Limbs and branches less than 4 feet with a diameter no larger than 3 inches should be bundled and disposed of during regular residential trash pickup.
The city will not dispose of roots, shrubs, vines, honeysuckle, firewood, boards or lumber, nor will it access private property with equipment and employees to dispose of limbs and branches.
Limbs and branches should not be placed near mailboxes, fire hydrants or parked cars.
Trumbull County Metroparks Director Zachary Svette said anyone using or going to any of the county’s Metroparks needs to use extreme caution.
“After the wind storm, we have multiple trees down in most parks, with Clarence Darrow (Champion) and the bike trail (countywide) with the majority of downed trees. We are working on getting them cleaned up as quickly and safely as we can. But it may take a week or more due to limited staffing and on- going weather events.” Svette said.
The power company is offering the following tips as work continues to restore power:
Stay away from any downed wires.
Investigate your surroundings before trying to clean up any debris. Limbs, leaves, and other objects moved by the wind could hide downed wires. Do not attempt to remove tree limbs or debris within 10 feet of a power line.
Check on family, friends and neighbors who are elderly, have small children or have a medical condition.

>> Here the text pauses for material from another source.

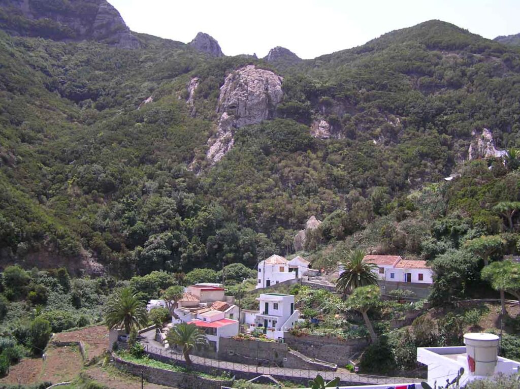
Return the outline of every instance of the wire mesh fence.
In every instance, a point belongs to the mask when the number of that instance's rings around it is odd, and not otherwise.
[[[152,345],[145,345],[145,351],[151,357],[159,357],[161,359],[169,358],[172,361],[185,361],[183,354],[173,350],[160,348]],[[319,370],[307,370],[304,369],[292,369],[290,368],[271,367],[246,365],[235,362],[212,359],[208,358],[190,355],[190,359],[195,365],[218,369],[230,372],[240,372],[255,373],[259,375],[268,374],[274,377],[282,377],[287,379],[294,378],[314,379],[318,374],[320,374],[327,380],[333,380],[339,377],[342,382],[355,382],[361,384],[396,384],[403,382],[410,383],[413,381],[410,378],[401,377],[387,377],[380,375],[355,374],[342,371],[321,371]]]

Notify your utility if you’re using a generator. This protects you and line workers as they work to restore power.
Never operate lanterns, heaters or fuel-fired stoves without proper ventilation.
Unplug major appliances to protect them when power is restored.
Refuel heaters, lamps and generators outside and away from any flames or sparks. Wipe spilled fuel immediately.
Never burn charcoal indoors — it releases poisonous carbon monoxide.